Based on the DNA single-stranded tile (SST) sequence designer used in the following publication.
“Diverse and robust molecular algorithms using reprogrammable DNA self-assembly” Woods*, Doty*, Myhrvold, Hui, Zhou, Yin, Winfree. (*Joint first co-authors)
- np.idx2seq(idx, length)[source]
Return the lexicographic idx’th DNA sequence of given length.
- Parameters:
idx (int)
length (int)
- Return type:
str
- np.seq2arr(seq, base2bits_local=None)[source]

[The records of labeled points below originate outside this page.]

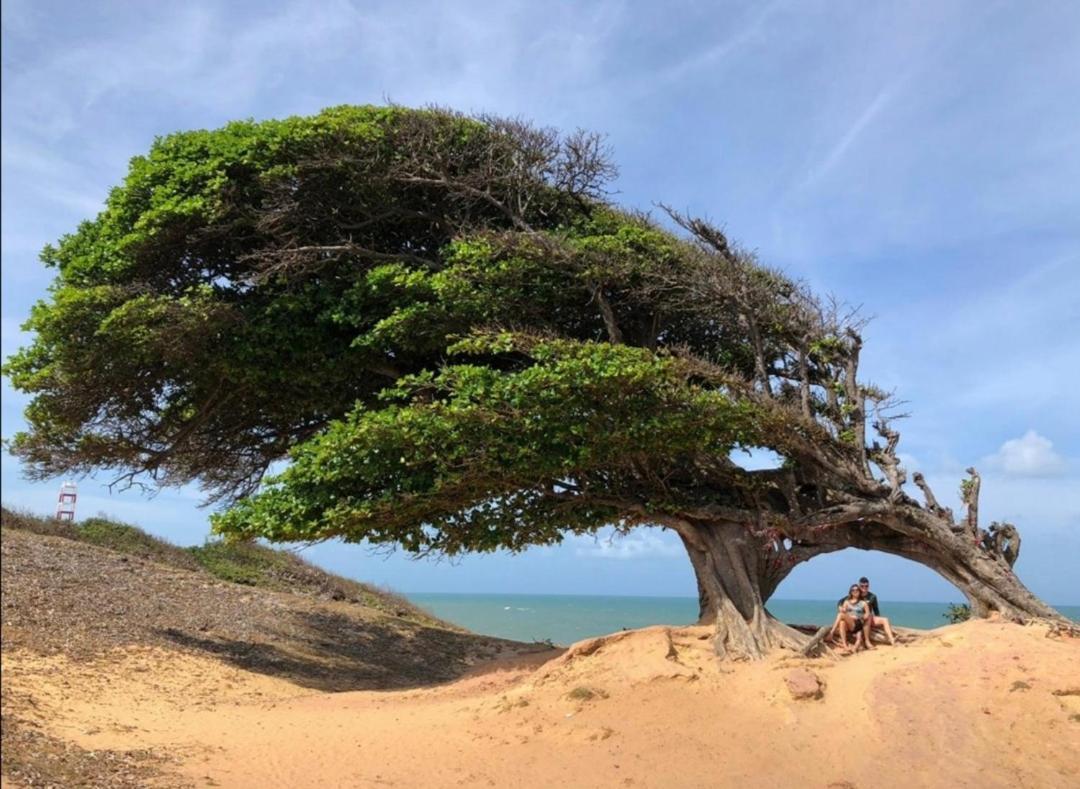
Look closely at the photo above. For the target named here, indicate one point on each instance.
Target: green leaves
(483, 457)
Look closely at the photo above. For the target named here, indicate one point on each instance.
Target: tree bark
(984, 576)
(737, 571)
(738, 568)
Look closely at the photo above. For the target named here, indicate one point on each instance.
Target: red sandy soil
(981, 704)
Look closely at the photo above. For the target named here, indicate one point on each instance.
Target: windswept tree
(461, 344)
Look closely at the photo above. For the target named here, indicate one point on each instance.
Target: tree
(462, 344)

Convert seq (string with DNA alphabet) to numpy array with integers 0,1,2,3.
- Parameters:
seq (str)
base2bits_local (dict[str, int] | None)
- Return type:
np.ndarray
- np.seqs2arr(seqs)[source]
Return numpy 2D array converting the given DNA sequences to integers.
- Parameters:
seqs (Sequence[str])
- Return type:
ndarray
- np.arr2seqs(arr)[source]
Return list of strings converting the given numpy array of integers to DNA sequences.
- Parameters:
arr (ndarray)
- Return type:
list[str]
- np.arr2seq(arr)[source]
Return string converting the given numpy array of integers to DNA sequence.
- Parameters:
arr (ndarray)
- Return type:
str
- np.make_array_with_all_dna_seqs(length, bases=('A', 'C', 'G', 'T'))[source]
Return 2D numpy array with all DNA sequences of given length in lexicographic order. Bases contains bases to be used: (‘A’,’C’,’G’,’T’) by default, but can be set to a subset of these.
Uses the encoding described in the documentation for DNASeqList. The result is a 2D array, where each row represents a DNA sequence, and that row has one byte per base.
- Parameters:
length (int)
bases (Collection[str])
- Return type:
ndarray
- np.make_array_with_random_subset_of_dna_seqs(length, num_random_seqs, rng=Generator(PCG64) at 0x7DC02407E4A0, bases=('A', 'C', 'G', 'T'))[source]
Return 2D numpy array with random subset of size num_seqs of DNA sequences of given length. Bases contains bases to be used: (‘A’,’C’,’G’,’T’) by default, but can be set to a subset of these.
Uses the encoding described in the documentation for DNASeqList. The result is a 2D array, where each row represents a DNA sequence, and that row has one byte per base.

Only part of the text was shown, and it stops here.